I’m experiencing a huge performance drop (~40x) when copying data from a pbuffer to a texture when using a couple of floating point internal formats.
Because I’m trying to keep the code portable, I’m using copytexsubimage rather than render-to-texture. Regardless, I have also tried out using render-to-texture in windows with the same results. I also tried different drivers for both linux and windows using a GF6800-GT.
First I tried an fp rgba texture rectangle and a pbuffer with rgba nv float components. This works fine.
Because I’m writing a realtime gpgpu application, any increase in performance is welcome. I only needed one fp channel, so in order to decrease the memory bandwith I used an fp red texture rectangle and a pbuffer with a red nv float component. Again this works fine and I got a noticable performance speedup due to the decreased bandwidth.

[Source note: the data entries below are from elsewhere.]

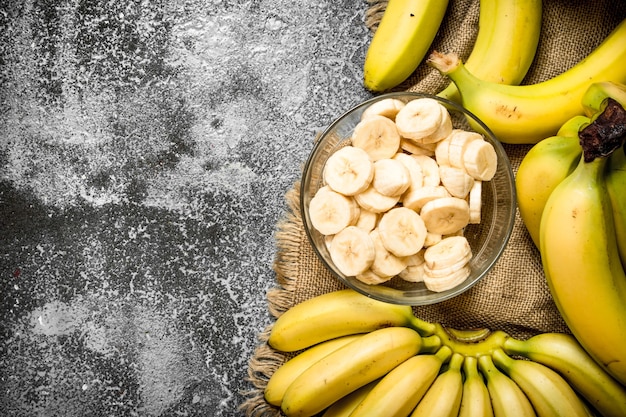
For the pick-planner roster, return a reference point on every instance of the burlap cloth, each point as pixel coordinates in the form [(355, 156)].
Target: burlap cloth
[(514, 296)]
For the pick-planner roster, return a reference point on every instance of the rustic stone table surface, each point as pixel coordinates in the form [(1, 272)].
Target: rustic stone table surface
[(145, 151)]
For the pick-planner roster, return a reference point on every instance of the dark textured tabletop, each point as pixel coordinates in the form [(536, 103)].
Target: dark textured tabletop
[(145, 150)]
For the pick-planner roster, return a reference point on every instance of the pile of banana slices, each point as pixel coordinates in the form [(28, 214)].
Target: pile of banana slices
[(396, 199)]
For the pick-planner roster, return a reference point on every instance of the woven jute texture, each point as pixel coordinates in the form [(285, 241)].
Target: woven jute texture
[(514, 296)]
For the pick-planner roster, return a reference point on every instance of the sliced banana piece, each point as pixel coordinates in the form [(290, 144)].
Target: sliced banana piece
[(352, 251), (402, 231), (385, 264), (387, 107), (480, 160), (349, 170), (456, 180), (415, 198), (475, 202), (378, 136), (445, 215), (414, 271), (430, 170), (376, 202), (331, 212), (391, 177), (420, 118), (439, 284)]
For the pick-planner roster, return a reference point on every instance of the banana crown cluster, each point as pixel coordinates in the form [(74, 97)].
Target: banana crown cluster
[(570, 191), (375, 359), (396, 199)]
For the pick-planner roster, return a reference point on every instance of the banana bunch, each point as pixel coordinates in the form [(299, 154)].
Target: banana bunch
[(354, 356)]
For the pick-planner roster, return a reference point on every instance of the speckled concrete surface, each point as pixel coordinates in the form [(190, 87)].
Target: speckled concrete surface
[(145, 150)]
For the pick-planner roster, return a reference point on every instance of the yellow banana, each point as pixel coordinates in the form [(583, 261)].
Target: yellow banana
[(507, 399), (543, 167), (400, 390), (506, 42), (336, 314), (290, 370), (549, 394), (527, 114), (562, 353), (348, 368), (344, 407), (616, 186), (596, 93), (475, 401), (581, 260), (443, 398), (404, 35)]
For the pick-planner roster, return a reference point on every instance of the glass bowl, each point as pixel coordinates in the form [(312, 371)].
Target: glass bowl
[(487, 239)]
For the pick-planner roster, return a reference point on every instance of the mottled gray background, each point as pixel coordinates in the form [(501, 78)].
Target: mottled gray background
[(145, 150)]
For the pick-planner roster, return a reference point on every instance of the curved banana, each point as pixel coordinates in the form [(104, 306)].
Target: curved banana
[(336, 314), (400, 390), (562, 353), (348, 368), (529, 113), (290, 370), (596, 93), (581, 262), (475, 401), (547, 391), (506, 42), (616, 186), (507, 399), (545, 165), (404, 35), (443, 398)]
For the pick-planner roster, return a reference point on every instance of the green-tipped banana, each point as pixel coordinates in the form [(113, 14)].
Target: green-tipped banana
[(507, 399), (443, 398), (404, 35), (290, 370), (581, 260), (544, 166), (475, 401), (616, 186), (547, 391), (562, 353), (349, 368), (527, 114), (400, 390), (506, 42), (597, 92), (337, 314)]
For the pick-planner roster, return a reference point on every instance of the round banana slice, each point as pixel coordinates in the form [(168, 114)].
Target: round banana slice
[(415, 198), (458, 141), (414, 271), (349, 170), (330, 212), (402, 231), (456, 180), (391, 178), (445, 215), (387, 107), (430, 170), (367, 220), (352, 251), (439, 284), (385, 264), (420, 118), (480, 160), (374, 201), (378, 136), (453, 251), (475, 202)]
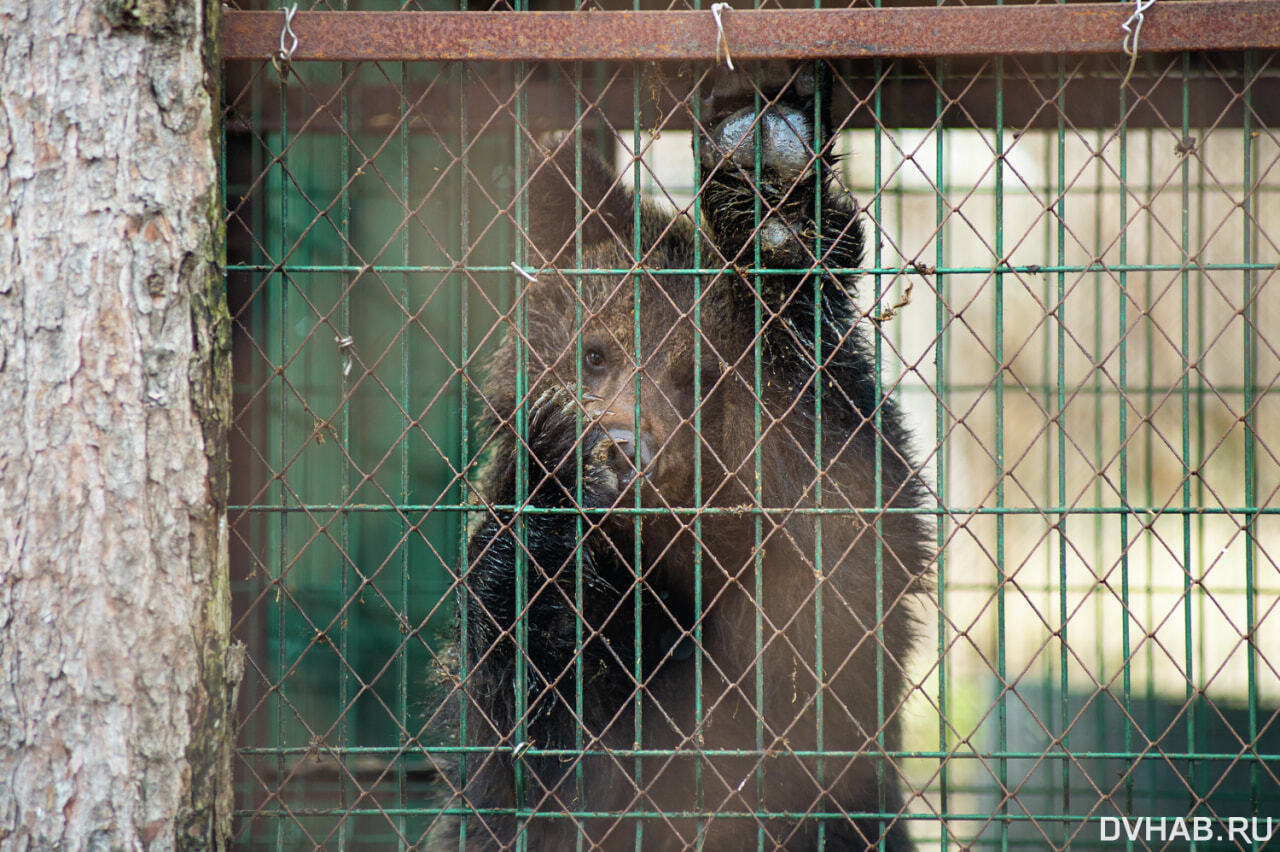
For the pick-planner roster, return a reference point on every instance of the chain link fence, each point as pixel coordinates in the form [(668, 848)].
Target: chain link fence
[(837, 453)]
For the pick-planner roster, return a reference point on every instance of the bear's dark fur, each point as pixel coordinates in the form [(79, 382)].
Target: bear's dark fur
[(622, 647)]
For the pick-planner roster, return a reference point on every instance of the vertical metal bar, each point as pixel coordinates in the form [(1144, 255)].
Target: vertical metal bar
[(522, 462), (1185, 447), (819, 573), (1249, 333), (461, 77), (1060, 412), (941, 425), (1123, 381), (280, 701), (699, 792), (405, 530), (877, 424), (1002, 709), (579, 670), (638, 521), (344, 528), (757, 467)]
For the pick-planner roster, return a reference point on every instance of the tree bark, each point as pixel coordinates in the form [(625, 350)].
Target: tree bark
[(115, 674)]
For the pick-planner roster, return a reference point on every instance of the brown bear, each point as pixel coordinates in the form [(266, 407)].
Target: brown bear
[(693, 631)]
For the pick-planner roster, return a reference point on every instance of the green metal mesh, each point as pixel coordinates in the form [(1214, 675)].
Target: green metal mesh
[(1074, 311)]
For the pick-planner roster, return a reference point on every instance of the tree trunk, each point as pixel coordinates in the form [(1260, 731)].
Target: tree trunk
[(115, 674)]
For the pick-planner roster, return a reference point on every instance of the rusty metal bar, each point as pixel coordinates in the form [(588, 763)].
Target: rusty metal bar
[(795, 33)]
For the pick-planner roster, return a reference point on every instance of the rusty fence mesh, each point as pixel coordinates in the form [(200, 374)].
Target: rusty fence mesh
[(757, 532)]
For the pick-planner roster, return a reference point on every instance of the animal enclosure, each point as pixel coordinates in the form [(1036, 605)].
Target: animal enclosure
[(1066, 294)]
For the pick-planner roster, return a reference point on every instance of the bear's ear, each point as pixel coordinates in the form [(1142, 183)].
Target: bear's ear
[(606, 206)]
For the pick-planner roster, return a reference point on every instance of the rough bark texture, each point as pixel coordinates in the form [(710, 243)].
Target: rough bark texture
[(114, 385)]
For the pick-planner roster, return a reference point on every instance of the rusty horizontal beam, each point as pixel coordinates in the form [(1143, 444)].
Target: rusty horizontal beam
[(792, 33)]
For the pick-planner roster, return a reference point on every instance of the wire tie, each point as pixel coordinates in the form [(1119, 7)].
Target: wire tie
[(344, 348), (283, 58), (522, 273), (1132, 27), (721, 41)]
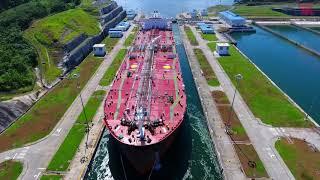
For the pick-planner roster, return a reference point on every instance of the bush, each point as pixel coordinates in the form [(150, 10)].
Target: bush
[(17, 56)]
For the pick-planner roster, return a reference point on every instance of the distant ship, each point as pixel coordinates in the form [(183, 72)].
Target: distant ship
[(146, 104)]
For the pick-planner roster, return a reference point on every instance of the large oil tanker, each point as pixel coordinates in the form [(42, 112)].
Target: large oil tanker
[(146, 103)]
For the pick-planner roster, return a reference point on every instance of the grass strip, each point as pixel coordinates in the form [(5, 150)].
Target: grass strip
[(238, 132), (257, 11), (302, 159), (206, 68), (128, 42), (51, 177), (264, 99), (66, 152), (112, 70), (190, 35), (209, 37), (46, 113), (10, 169), (243, 151)]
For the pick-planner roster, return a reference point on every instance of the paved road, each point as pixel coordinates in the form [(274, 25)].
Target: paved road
[(36, 157), (226, 152), (261, 136)]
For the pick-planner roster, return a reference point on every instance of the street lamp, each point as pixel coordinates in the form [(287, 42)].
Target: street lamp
[(77, 76), (238, 77)]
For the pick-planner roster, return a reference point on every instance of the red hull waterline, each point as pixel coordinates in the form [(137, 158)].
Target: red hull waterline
[(146, 103)]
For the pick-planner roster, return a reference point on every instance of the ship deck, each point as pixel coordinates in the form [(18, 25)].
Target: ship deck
[(150, 79)]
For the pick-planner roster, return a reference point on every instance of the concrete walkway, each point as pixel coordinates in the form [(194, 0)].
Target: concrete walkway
[(37, 156), (263, 137), (78, 168), (260, 135), (224, 148)]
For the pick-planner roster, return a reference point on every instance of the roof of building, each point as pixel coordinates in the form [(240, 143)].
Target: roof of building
[(124, 24), (230, 15), (99, 45), (205, 27), (223, 44), (131, 12)]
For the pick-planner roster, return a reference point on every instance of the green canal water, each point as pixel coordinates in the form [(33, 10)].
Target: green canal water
[(316, 28), (301, 36), (191, 156), (293, 69)]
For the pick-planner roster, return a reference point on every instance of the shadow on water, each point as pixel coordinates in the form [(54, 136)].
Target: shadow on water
[(173, 165), (191, 156)]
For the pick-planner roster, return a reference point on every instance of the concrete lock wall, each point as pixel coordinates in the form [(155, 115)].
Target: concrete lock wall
[(71, 45), (80, 53)]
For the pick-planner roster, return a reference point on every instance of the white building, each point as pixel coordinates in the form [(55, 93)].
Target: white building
[(99, 49), (232, 19), (222, 49)]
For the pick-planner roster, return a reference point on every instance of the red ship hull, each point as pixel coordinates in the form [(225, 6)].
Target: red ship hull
[(146, 104), (143, 159)]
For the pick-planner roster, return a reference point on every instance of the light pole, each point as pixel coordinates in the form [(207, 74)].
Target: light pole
[(238, 77), (77, 76)]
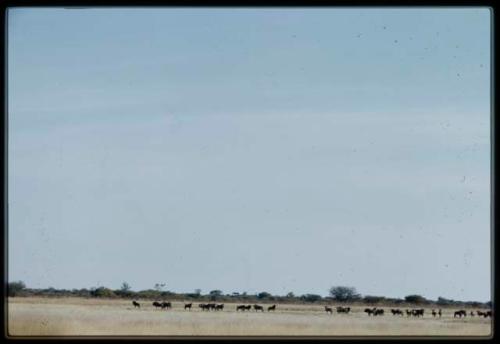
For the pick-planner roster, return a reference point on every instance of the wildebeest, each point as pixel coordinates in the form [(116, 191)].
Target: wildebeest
[(243, 308), (417, 312), (157, 304), (258, 308), (204, 306), (396, 311), (341, 309), (369, 311), (484, 314)]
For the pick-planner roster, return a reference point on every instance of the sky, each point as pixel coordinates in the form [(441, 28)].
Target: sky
[(251, 149)]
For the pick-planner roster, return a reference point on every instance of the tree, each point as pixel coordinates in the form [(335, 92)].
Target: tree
[(342, 293), (264, 295), (416, 299), (102, 292), (125, 287), (311, 297), (159, 286), (15, 288), (373, 299), (214, 294)]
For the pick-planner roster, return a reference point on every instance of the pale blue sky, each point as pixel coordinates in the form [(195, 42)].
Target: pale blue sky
[(251, 149)]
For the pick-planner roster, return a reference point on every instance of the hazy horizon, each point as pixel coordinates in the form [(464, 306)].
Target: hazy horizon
[(251, 149)]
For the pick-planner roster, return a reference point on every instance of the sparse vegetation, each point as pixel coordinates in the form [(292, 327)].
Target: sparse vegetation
[(98, 316)]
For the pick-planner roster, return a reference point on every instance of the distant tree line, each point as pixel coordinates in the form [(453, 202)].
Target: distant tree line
[(337, 294)]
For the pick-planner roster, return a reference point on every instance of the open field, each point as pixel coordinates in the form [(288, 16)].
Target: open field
[(94, 317)]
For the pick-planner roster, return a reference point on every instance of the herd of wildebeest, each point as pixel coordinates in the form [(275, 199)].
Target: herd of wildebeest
[(370, 311)]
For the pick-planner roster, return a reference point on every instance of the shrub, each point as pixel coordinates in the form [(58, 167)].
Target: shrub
[(16, 288)]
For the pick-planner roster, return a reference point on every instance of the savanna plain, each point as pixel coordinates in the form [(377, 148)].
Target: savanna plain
[(32, 316)]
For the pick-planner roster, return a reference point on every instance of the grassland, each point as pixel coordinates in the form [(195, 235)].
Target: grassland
[(94, 317)]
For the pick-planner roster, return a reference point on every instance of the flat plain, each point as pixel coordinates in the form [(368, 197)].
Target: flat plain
[(31, 316)]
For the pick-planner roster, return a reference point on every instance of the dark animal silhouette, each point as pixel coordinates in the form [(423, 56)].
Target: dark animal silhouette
[(243, 308), (157, 304), (341, 309), (418, 312), (204, 307), (396, 311), (258, 308)]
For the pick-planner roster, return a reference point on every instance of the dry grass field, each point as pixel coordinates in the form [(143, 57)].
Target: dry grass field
[(91, 317)]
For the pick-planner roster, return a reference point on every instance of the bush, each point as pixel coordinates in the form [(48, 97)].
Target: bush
[(264, 295), (343, 294), (102, 292), (373, 299), (311, 297), (416, 299), (16, 288)]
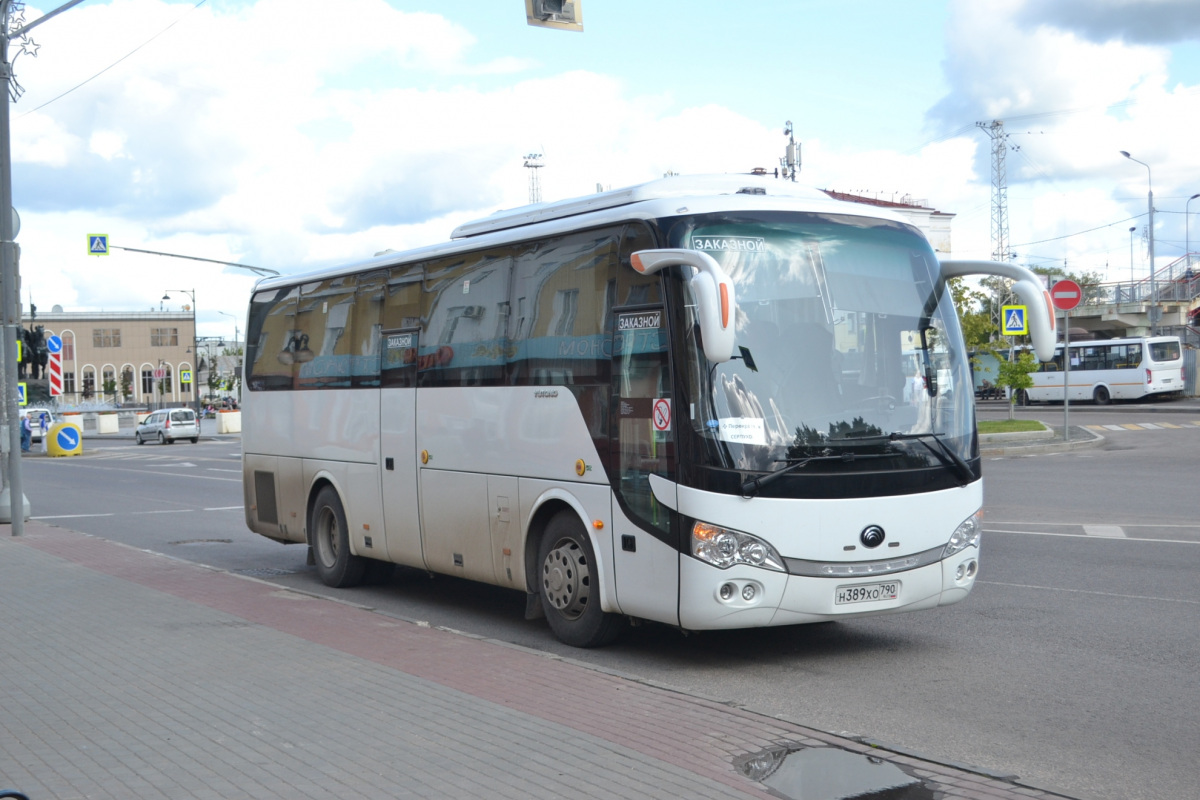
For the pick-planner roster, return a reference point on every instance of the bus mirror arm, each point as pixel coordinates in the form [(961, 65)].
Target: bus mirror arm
[(713, 288), (1029, 288)]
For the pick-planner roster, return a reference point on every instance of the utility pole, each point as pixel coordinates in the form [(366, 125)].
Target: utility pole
[(791, 160), (533, 163), (12, 28)]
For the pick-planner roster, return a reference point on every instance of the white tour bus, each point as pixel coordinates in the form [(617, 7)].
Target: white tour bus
[(1104, 371), (682, 402)]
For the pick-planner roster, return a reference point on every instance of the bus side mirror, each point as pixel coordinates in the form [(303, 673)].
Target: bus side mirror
[(714, 295), (1029, 288)]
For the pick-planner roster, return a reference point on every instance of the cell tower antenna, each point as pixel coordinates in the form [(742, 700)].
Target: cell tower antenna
[(995, 131), (533, 163)]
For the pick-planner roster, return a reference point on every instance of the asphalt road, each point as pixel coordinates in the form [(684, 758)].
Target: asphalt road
[(1072, 665)]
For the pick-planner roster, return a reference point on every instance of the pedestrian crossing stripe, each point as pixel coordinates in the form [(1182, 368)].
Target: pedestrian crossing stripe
[(1141, 426)]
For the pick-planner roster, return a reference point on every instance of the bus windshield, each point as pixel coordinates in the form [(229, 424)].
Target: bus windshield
[(847, 347)]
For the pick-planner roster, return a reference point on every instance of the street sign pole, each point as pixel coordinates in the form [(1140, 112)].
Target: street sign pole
[(1066, 295), (1066, 374)]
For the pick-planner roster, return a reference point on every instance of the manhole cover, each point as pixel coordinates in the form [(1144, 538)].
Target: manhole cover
[(264, 572), (831, 774)]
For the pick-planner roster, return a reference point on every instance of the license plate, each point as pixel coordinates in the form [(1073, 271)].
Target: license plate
[(867, 593)]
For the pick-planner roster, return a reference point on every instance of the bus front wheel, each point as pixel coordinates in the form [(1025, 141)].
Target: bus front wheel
[(336, 565), (569, 585)]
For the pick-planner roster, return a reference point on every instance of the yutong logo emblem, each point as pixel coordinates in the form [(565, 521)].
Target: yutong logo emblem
[(871, 536)]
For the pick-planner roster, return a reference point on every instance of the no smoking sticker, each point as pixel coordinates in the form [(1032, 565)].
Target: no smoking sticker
[(661, 414)]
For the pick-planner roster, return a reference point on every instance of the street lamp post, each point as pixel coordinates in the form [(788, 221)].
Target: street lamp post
[(1132, 228), (237, 374), (1150, 202), (196, 347), (1187, 234)]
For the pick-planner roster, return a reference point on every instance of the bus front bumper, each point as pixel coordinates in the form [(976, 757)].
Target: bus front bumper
[(742, 596)]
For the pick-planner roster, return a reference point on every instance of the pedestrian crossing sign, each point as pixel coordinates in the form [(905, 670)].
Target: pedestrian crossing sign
[(1017, 322)]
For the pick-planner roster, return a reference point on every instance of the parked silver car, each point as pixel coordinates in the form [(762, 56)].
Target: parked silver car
[(167, 425)]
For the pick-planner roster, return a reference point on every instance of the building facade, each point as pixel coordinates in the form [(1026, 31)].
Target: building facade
[(127, 358)]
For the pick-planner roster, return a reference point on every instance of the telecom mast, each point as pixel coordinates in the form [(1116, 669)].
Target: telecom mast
[(533, 163), (995, 131)]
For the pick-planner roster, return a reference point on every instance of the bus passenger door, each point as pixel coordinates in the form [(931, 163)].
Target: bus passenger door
[(397, 446), (646, 559)]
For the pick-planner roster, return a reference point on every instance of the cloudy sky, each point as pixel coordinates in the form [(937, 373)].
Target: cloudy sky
[(293, 133)]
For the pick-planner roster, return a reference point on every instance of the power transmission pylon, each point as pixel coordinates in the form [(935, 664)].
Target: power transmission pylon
[(533, 163), (995, 131)]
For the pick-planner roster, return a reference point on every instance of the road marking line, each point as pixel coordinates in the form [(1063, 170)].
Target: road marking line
[(1135, 539), (75, 516), (1111, 531), (1090, 591)]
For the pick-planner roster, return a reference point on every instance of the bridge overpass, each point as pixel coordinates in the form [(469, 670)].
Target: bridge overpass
[(1128, 307)]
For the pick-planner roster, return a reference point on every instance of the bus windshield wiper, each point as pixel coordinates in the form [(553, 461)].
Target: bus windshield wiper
[(945, 453), (750, 486)]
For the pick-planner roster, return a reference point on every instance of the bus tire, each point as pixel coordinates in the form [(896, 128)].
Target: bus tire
[(336, 565), (569, 588)]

Finally I arrived at the point where the application needs texture filtering and mipmaps, so I decided to use ati fp textures. I created an fp rgba texture and a pbuffer with rgba ati float components. Again this works fine.
Note: this also works when specifying a pbuffer with rgba nv float components.
Then I tried to reduce the bandwidth again. I created an fp intensity texture and a pbuffer with rgba ati float components. If I understood the spec correctly it should extract the intensity from the red color channel. This is where I experienced the huge performance drop.
Also in the document about NVIDIA OpenGL Texture Formats , I noticed that nvidia hardware performs a precision substitution for ati_float_rgb16 to ati_float_rgba16. So I thought specifying an fp rgb texture and a pbuffer with rgba ati float components would result in the same speed as an fp rgba texture. But still I experience the same huge performance drop.
How do I setup the pbuffer to allow a fast copy of only one fp channel to an ati_float_texture?